By a quirk of history, the aptitude testing centre for drivers was in Marylebone, Asquith Xavier’s old workplace. As they arrived, some Paddington guards like Sheik Kharas noticed that many white guards had letters of recommendation from their managers, which were handed directly to assessors. Between themselves, the Asian guards wondered why none of them had been offered any such letter. But 1990 wasn’t 1960, and the assumption was that the explicit racism experienced by a previous generation was a thing of the past.
The Asian guards took the test in good faith. However, when they were all failed – despite many of them being senior to numerous white guards who had passed – they began to suspect direct discrimination had taken place. They took the issue to their union, which had at this point become the RMT, but found that the union leadership resisted pushing the case. Union leaders cited the presence of black drivers at Birmingham depots as proof that racial barriers no longer existed within the driver recruitment process.
After being fobbed off by their union, Nellie, Sheik and ten other workers turned to the Indian Workers’ Association in Southall for help. The organisation referred the case to the Commission for Racial Equality (CRE), who met with the guards and subsequently agreed to begin legal action on their behalf.
This caused massive embarrassment within the RMT, which had been seen to fail a militant section of its membership. The union’s Assistant General Secretary Vernon Hince and National Executive Committee member Tony Donaghy (a veteran of the campaigns against the colour bar in the sixties) arrived at a Paddington RMT branch meeting to personally apologise to the guards and request that the union be allowed to take the case back up.

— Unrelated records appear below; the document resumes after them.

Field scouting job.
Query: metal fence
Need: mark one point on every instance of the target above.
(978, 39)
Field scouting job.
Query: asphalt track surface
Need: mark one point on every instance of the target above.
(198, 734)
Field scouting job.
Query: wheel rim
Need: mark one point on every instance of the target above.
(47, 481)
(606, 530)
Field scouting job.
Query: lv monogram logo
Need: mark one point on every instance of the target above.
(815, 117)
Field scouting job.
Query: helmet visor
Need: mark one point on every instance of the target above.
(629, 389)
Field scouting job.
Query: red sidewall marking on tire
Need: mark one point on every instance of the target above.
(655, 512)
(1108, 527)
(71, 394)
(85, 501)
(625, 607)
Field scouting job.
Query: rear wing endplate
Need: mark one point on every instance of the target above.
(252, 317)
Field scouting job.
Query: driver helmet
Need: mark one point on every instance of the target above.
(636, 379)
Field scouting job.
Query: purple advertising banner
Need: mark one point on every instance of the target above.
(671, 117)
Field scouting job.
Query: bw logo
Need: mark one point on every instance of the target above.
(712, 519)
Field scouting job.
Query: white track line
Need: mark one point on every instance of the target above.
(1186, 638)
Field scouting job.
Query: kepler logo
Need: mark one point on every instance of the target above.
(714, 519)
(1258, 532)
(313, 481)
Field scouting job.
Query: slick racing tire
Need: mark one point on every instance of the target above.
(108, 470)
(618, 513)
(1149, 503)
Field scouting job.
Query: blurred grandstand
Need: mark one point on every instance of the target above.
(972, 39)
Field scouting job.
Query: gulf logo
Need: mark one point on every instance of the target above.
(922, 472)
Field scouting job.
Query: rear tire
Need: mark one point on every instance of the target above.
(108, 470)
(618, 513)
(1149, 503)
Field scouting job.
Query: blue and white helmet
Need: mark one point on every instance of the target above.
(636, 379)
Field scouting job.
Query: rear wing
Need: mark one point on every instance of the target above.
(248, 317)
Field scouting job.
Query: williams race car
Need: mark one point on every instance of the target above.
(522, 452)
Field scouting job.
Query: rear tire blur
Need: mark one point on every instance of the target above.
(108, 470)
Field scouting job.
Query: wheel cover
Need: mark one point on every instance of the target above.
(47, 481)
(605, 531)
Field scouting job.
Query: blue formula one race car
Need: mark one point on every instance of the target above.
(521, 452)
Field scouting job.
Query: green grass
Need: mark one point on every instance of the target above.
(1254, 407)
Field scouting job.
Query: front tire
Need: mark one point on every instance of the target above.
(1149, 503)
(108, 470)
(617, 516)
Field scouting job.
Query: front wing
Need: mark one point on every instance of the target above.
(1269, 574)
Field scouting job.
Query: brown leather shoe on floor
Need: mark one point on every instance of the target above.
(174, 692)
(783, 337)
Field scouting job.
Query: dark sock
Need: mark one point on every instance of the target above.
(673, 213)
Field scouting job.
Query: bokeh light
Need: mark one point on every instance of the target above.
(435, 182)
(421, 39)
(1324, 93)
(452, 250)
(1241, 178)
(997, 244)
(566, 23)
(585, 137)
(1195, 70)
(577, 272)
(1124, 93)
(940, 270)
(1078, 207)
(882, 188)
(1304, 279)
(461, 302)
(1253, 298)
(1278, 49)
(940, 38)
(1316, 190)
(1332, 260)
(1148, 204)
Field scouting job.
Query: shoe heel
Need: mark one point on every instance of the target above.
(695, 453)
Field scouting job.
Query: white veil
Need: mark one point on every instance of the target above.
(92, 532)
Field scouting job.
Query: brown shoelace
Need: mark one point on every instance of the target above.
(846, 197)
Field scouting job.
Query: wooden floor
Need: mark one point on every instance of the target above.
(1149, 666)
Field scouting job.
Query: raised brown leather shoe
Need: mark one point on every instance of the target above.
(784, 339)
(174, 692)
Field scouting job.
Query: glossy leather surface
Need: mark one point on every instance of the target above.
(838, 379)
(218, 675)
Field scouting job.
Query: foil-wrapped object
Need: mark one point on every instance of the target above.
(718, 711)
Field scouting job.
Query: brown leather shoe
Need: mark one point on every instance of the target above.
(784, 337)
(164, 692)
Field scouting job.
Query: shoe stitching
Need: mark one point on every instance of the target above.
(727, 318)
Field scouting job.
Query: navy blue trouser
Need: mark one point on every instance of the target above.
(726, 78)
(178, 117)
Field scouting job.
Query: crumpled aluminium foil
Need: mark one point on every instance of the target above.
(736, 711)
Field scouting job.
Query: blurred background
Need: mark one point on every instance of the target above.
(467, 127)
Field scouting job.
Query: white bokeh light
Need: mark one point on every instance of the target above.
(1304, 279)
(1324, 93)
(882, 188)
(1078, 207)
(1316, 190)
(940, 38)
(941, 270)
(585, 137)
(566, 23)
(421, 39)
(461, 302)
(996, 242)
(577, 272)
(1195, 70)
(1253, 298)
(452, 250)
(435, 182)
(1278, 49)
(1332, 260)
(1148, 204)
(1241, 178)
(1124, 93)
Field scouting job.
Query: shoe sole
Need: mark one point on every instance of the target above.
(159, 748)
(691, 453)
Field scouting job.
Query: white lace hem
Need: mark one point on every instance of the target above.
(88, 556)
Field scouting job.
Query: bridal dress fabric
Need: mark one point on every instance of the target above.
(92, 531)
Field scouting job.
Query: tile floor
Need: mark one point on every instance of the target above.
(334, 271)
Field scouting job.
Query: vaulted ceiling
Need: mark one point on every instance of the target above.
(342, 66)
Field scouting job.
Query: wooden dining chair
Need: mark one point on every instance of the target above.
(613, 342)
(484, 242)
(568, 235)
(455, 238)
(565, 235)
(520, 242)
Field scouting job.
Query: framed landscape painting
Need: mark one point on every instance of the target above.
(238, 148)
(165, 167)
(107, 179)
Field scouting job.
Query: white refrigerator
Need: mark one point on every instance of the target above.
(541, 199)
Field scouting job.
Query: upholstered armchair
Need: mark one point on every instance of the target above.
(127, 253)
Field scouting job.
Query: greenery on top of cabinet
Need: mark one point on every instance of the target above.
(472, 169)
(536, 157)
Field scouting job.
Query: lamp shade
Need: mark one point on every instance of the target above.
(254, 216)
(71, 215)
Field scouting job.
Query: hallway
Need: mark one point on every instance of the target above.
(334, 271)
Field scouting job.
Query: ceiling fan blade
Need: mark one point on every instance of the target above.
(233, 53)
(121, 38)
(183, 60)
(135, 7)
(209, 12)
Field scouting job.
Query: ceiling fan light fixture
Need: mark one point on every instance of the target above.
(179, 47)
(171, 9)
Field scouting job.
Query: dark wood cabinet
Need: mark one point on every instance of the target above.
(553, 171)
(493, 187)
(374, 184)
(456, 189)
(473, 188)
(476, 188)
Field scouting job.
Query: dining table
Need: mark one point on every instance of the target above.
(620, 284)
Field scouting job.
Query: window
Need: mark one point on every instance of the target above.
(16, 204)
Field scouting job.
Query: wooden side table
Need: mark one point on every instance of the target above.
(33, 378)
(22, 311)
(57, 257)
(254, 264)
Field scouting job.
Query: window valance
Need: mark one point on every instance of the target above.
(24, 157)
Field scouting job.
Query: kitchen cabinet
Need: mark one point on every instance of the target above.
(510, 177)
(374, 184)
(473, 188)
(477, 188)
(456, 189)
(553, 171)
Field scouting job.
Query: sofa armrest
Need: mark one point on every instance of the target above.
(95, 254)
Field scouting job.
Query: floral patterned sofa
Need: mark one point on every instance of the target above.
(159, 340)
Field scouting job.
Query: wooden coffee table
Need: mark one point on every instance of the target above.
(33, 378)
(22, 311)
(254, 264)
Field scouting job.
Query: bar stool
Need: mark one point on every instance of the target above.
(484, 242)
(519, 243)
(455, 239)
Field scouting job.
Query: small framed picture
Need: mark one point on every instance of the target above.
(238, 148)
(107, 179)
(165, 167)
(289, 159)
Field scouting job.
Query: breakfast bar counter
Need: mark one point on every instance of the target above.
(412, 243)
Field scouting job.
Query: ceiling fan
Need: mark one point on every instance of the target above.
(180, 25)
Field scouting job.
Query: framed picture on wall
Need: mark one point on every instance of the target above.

The guards refused the offer, but accepted a proposal that the union should be allowed to meet 50% of the legal fees incurred by the CRE in pursuing the case.
The legal challenge forced British Rail to make a complete about-turn. The guards’ assessment was reopened, and it was clear that they had been deliberately passed over. In an attempt at saving face, British Rail board chairman Bob Reed attempted to blame the situation on language issues, and an offer was made to the guards to retake the test with the option of sitting practice papers to familiarise themselves with the technical English they would encounter on the job. Six of them re-sat the test and four – including Nellie, Sheik and Sheik’s brother Aziz – passed. In 1992, after a long struggle, they qualified as drivers.
Like Asquith Xavier, who was a trailblazer for black British workers in the 1960s, the Paddington Guards broke down barriers for Asian workers in the 1980s and ’90s. Nellie’s son Navdeep followed his father’s academic footsteps and is now an NHS doctor. Navdeep recalls:
Ultimately, he knew if he couldn’t take up being a teacher, then he would work to progress where he was in the railways. My Dad worked extremely hard and his biggest goal in life was to ensure his children got educated, stood on their own two feet and passed the barriers that were in place when he came to the country. Overall, when he looked back over his life in his last few days, he was able to look at everything he’d achieved and everything his family had achieved with satisfaction. That put him at peace.
We count ourselves fortunate to still work alongside Sheik Kharas, who remains a figure of inspiration and leadership, and we remember our brothers Sam Rangra, Rashmin Mehta and Nellie Singh Sandhu with gratitude and respect.
They were of a generation who fought for progress for themselves and for all of society. They worked hard and overcame incredible resistance, serving the railways until the very last months of their lives. Those of us that follow them will have new struggles to face, but we stand on the shoulders of giants as we face them.